Figure B-15. Exemple d’espace émergent dans CartACom suite à l’observation d’un groupe de conflit.

Il faut noter que cette classification est floue. Si l’on prend l’exemple des graphes de flexibilité (Lemarié, 2003) qui sont des espaces de type mixte au sens de notre première classification (sous-graphes des réseaux routier et hydrographique), ils peuvent d’abord être considérés comme des espaces facilitateurs reliés au processus des « Beams » (Bader et al, 2005) car ils sont conçus pour amortir au mieux les déformations générées par ce processus.

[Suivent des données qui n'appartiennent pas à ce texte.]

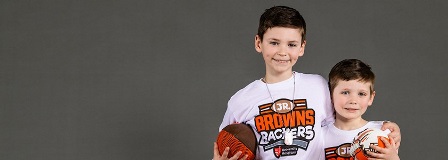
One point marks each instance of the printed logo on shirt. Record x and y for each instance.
(341, 152)
(283, 116)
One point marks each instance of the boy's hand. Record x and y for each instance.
(390, 151)
(216, 155)
(395, 133)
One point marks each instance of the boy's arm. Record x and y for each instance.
(390, 152)
(395, 133)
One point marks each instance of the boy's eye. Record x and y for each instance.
(273, 43)
(292, 45)
(362, 94)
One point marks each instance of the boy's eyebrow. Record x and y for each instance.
(275, 39)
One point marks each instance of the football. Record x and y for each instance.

Mais ils pourraient être considérés comme clés si on suppose que quelques soient les processus disponibles, on aura besoin de résoudre les conflits de superposition entre éléments des réseaux routier et hydrographique en les amortissant. Ils pourraient alors être traités par un autre processus que les Beams si ceux-ci ne sont pas disponibles. Le choix de la classification en espace clé doit alors répondre à la question suivante : est-ce que je souhaite vraiment utiliser cet espace quels que soient les espaces disponibles et cet espace possède-t-il une identité géographique propre ? Pour les espaces urbains, la réponse sera plutôt oui, pour les graphes de flexibilité, elle serait plutôt non ce qui explique nous les classifions comme espace facilitateur. L’intérêt d’introduire cette classification est de permettre au système collaboratif de déterminer quels espaces géographiques il doit utiliser lors de la généralisation d’une carte.

En résumé, les espaces géographiques sont des portions de la base de données initiale, délimitées spatialement et/ou thématiquement, qui peuvent être des zones d’application adéquates d’un ou plusieurs processus de généralisation.